Cover image of the review

Aesthetics, Politics and Histories: The Social Context of Art

8 Dec 2018
5 Dec - 6 Dec 2018

Over the last three days, RMIT University School of Art played host to the 2018 Art Association of Australia and New Zealand conference which was intriguingly titled Aesthetics, Politics and Histories: The Social Context of Art. Bringing together art historians, theorists, curators, critics and artists from across the region and internationally, the artworld extravaganza was centred on the premise that 'art offers a site for modelling political alternatives, questioning dominant discourses, and producing new historical narratives' through the exploration of the relationship of the arts to social life throughout history. French philosopher Jacques Rancière was referenced in 99% of the sessions I attended.

Keynote 2: Gabi Ngcobo, Addressing History to the Present.
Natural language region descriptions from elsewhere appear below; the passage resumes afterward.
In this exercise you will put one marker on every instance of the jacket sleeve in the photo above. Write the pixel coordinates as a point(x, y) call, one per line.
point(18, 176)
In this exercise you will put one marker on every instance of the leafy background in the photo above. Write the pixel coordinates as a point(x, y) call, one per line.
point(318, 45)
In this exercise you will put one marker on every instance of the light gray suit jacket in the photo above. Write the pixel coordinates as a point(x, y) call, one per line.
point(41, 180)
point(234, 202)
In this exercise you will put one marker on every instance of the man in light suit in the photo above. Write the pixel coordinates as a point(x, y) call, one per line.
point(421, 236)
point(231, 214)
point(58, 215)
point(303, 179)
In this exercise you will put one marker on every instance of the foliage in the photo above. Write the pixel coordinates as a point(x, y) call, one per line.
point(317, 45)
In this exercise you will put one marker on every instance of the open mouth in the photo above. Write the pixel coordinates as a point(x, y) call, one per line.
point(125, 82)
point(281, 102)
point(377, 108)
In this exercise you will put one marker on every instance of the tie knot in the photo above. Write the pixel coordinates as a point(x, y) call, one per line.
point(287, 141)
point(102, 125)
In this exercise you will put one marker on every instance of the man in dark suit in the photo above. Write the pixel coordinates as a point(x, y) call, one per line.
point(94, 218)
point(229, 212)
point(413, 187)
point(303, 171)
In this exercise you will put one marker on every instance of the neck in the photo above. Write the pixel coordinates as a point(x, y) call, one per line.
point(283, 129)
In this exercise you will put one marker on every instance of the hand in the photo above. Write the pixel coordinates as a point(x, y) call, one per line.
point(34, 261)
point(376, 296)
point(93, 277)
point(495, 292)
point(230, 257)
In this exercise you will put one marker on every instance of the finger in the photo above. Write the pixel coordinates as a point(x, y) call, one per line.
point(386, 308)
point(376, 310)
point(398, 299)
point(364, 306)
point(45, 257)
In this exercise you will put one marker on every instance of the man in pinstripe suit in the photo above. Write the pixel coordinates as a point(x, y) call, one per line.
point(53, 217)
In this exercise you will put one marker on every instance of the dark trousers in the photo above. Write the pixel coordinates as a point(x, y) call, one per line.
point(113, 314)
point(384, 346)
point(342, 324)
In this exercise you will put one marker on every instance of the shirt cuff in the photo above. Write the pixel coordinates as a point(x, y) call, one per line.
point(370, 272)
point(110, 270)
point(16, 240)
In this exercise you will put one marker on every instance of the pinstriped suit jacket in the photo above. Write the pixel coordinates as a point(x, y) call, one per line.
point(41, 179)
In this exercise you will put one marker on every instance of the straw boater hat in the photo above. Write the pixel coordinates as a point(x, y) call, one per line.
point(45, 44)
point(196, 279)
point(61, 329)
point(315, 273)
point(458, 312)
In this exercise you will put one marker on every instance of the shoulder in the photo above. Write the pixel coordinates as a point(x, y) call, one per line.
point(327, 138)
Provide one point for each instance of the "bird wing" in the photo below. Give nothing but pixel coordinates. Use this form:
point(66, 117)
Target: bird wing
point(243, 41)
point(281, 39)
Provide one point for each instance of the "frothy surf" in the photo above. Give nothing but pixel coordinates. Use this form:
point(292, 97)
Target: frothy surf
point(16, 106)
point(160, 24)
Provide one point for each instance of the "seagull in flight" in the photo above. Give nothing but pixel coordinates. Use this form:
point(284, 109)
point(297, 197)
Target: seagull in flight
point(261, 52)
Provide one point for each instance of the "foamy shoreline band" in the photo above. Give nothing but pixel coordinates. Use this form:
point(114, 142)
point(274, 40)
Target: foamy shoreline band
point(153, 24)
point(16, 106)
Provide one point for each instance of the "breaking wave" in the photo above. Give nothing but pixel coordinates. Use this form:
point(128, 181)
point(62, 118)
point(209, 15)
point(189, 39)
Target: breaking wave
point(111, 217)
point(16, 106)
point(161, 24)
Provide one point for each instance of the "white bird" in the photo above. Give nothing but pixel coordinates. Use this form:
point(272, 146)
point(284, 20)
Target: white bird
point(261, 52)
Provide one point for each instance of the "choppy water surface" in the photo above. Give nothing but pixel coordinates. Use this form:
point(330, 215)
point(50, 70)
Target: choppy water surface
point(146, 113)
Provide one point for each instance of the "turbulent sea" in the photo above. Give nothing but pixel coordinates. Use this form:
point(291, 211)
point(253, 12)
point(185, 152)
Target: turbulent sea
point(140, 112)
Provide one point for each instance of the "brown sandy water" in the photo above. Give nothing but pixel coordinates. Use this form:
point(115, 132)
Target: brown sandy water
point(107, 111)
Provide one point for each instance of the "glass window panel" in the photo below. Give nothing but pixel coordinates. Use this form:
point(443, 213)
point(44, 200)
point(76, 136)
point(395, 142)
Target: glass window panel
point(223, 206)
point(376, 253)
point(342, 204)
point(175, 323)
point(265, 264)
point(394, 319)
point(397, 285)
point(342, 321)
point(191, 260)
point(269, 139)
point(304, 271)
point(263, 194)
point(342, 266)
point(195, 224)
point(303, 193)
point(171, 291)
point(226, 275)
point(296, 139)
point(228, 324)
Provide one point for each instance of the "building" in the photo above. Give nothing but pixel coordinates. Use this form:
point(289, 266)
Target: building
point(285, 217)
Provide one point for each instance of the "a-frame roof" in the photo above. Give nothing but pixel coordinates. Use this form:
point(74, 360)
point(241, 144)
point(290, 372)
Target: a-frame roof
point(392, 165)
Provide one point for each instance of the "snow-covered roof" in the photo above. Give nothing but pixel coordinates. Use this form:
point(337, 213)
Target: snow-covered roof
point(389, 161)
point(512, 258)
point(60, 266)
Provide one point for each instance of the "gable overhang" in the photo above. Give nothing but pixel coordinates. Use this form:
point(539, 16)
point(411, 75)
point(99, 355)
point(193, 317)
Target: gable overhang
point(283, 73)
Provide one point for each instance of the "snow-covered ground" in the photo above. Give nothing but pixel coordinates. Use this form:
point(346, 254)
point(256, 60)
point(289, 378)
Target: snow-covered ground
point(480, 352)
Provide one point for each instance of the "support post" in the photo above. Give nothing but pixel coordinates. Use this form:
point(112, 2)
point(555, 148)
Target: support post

I am somewhat of a 'conference outsider' in the sense that I am not institutionally affiliated: neither with the Academy as student, researcher or lecturer; nor with museum and exhibition institutions as curator; nor even as an artist. My case is somewhat unusual. My boss and ever my supporter, Angela Conquet (Artistic Director of Dancehouse), funded my attendance in her stead via a 'development' clause in the budget, without which I would be unable to attend. Considered an essential part of academic life, but rarely considered as such in the labour force outside of academia, attending conferences is a rather inaccessible privilege—an insider affair.